[Jacob Boelensz]
BOELENSZ. (Jacob), ook wel Boelesen of Boelissen genoemd, werd in 1595 Burgemeester te Amsterdam, welke waardigheid hij daarna nog onderscheidene malen bekleed heeft. Sedert werd hij ook in onderscheidene commissiën ten dienste van den Lande gebruikt, zoo maakte hij in 1599 deel van de Gedeputeerden, door de Staten naar Emden gezonden, om de geschillen tusschen die stad en den Graaf van Oost-Friesland te vereffenen. In 1600 was hij onder de Afgevaardigde uit de Algemeene Staten, die het Nederlandsche Leger tot Oostende vergezelden en aldaar den slag bij Nieuwpoort afwachtten en in 1607 werd hij met Nikolaas Simonsz. van Hoorn en Jacob Magnus van Middelburg, als Gezanten der Algemeene Staten naar Denemarken gezonden, ten einde die Mogendheid uit te noodigen om de Staten met goeden raad te dienen.
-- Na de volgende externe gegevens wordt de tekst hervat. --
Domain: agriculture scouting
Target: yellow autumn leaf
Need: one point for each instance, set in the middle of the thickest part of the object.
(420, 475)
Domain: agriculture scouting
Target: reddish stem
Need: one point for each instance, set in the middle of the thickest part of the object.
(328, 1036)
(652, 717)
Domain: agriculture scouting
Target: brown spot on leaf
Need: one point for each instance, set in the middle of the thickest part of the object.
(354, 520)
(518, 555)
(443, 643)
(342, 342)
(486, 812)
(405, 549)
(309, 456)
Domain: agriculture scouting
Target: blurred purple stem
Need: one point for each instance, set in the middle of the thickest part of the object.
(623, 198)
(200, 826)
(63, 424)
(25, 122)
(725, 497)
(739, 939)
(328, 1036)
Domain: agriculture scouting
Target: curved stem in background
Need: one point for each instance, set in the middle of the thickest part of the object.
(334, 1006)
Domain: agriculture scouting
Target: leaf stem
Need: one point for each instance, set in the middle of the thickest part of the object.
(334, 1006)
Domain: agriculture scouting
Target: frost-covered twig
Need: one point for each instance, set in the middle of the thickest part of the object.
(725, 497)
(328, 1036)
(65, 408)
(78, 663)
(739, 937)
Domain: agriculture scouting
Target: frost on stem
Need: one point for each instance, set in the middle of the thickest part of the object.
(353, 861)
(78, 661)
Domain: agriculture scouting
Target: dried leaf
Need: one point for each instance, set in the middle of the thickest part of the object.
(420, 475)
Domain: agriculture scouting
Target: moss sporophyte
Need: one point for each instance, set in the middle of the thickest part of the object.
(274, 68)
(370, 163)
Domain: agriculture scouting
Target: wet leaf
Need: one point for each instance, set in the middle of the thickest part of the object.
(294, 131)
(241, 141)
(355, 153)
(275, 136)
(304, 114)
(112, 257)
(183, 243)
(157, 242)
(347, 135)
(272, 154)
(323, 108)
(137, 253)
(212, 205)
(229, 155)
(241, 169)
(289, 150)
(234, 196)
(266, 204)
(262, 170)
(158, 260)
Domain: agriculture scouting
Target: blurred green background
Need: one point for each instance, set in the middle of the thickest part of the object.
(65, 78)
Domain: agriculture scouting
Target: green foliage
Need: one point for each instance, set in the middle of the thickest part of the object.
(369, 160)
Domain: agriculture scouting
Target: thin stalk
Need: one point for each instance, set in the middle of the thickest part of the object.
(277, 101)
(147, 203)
Ook was hij in 1618 en 1619 een der Gecommitteerden van wege de Staten-Generaal op het Nationaal Synode te Dordrecht en deed als zoodanig den 27sten Junij 1619 met Hugo Muis van Holy en den President Johannes Bogerman, op de vergadering der Heeren Staten van Holland, opening en rapport van hetgeen in de gemelde Synode was omgegaan ten aanzien der Remonstranten, die aldaar waren gedagvaard.
Boelensz. overleed in 1621. Zijne spreuk was: Superanda omnis fortuna ferendo (Alle ongeluk moet overwonnen worden door te verdragen).
Zie Bor, Nederl. Oorl., B. XXXVI. bl. 537 (17); Naemreg. van alle de Ghecomm. opt Nation. Syn.; de Groot, Nederl. Hist., bl. 546; Brandt, Hist. der Reform., D. III. bl. 683; Wagenaar, Vaderl. Hist. D. IX. bl, 274; dezelfde, Beschr. van Amst. St. III. bl. 301; (Schuller tot Peursum), de Krijgsbev. bij Nieuwpoort, bl. 74; Algem. Konst en Letterbode voor 1846, D. I. bl. 5.